Ainsi, c’est grâce à mes privilèges que les nombreuses étapes menant à la réparation obtenue ont été facilitées, ou carrément rendues possibles. Je tiens ici à spécifier que je crois sincèrement à la capacité et au potentiel de chacun.e à accomplir, traverser, surmonter les mêmes étapes que j’ai franchies. Les obstacles ou empêchements supplémentaires relèvent d’oppressions systémiques, et non de compétences personnelles intrinsèques. J’ai donc pu, avec un vocabulaire et des concepts qui sont socialement reconnus, identifier que je subissais du harcèlement sexuel et le dénoncer de manière à ce que mes propos soient pris au sérieux. J’ai pu justifier ma dénonciation de la façon dont le C.A. gérait la situation avec des connaissances factuelles. J’ai pu quitter mon milieu de travail toxique sans avoir d’autres emplois en vue, car je savais que ma famille pourrait m’appuyer financièrement au besoin. J’ai eu accès facilement à des sources d’information pertinentes pour déterminer mes recours. Je maitrisais déjà le vocabulaire, les concepts et les habiletés de base nécessaires (comme le calcul, par exemple) pour répondre rapidement et facilement aux exigences d’une telle démarche : formulaires à remplir, argumentaire à construire, justifications à apporter, etc. Non seulement je pouvais me permettre de payer pour des services professionnels spécialisés, mais j’ai aussi reçu de l’aide professionnelle gratuite.

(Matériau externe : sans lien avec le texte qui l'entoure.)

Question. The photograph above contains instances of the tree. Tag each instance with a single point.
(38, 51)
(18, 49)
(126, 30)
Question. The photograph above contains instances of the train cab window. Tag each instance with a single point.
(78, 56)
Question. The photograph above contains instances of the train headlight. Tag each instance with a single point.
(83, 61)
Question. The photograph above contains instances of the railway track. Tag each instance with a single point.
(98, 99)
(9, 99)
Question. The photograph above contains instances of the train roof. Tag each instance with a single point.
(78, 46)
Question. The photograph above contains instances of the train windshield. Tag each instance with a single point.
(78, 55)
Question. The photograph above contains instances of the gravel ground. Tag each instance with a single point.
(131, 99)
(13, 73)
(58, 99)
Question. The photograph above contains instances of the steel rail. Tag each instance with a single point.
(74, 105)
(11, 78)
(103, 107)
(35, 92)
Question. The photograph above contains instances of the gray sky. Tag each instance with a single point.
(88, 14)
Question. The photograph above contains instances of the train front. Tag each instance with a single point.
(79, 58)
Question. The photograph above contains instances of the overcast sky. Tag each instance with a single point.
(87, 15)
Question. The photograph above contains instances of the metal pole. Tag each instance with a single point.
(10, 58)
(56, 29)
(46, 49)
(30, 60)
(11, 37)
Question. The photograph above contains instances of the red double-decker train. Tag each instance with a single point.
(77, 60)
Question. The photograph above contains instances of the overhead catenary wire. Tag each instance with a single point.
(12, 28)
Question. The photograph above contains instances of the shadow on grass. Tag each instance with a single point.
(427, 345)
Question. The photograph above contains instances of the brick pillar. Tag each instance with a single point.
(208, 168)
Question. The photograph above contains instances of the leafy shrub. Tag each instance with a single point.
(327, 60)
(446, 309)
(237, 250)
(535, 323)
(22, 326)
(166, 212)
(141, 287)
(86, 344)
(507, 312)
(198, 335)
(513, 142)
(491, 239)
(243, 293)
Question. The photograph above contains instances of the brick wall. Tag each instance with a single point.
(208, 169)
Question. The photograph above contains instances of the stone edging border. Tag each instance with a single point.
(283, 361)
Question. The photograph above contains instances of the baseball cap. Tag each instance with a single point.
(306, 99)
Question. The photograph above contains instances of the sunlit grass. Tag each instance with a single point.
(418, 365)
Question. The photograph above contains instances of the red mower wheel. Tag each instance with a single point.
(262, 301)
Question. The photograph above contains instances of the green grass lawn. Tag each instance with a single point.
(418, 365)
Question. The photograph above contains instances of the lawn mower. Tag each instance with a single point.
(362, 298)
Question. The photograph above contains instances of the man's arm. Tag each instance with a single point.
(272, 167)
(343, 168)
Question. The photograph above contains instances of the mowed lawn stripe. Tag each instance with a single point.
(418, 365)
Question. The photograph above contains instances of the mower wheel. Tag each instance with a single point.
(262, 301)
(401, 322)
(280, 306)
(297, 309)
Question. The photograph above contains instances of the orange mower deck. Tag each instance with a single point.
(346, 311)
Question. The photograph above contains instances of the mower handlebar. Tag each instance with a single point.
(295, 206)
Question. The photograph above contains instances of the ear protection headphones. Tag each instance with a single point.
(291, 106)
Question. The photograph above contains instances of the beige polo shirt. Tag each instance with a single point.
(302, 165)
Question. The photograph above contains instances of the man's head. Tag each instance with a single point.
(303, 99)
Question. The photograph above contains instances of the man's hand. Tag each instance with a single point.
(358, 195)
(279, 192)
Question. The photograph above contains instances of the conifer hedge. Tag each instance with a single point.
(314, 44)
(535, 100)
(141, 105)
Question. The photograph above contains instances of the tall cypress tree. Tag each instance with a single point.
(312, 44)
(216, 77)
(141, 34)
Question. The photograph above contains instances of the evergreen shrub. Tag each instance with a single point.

Finalement, comme je n’avais pas de dette (un autre résultat du cumul de mes privilèges), j’ai pu utiliser la compensation obtenue pour contribuer à m’assurer une certaine sécurité d’avenir.
Oui, je suis une femme forte, résiliente, courageuse et persévérante. Mais des centaines de milliers de femmes le sont aussi et n’obtiennent pas réparation. Mes caractéristiques personnelles n’ont été qu’une brique parmi toutes celles qui ont construit la pyramide ayant mené à la réparation obtenue. Les autres, elles sont faites de privilèges. J’ai été lésée parce que je suis une femme, mais j’ai obtenu réparation parce que je suis blanche et que je suis issue d’un milieu socio-économique aisé. Si moi, gâtée de tous ces privilèges, j’ai eu à mobiliser autant de personnes, à me battre aussi fort et aussi longtemps pour obtenir réparation, qu’en est-il pour les femmes qui n’ont pas les mêmes privilèges? Qu’en est-il de leur accès aux services? Qu’en est-il de leur accès à l’information? Qu’en est-il de leur accès à des expertises compétentes? Qu’en est-il de leur accès à la justice?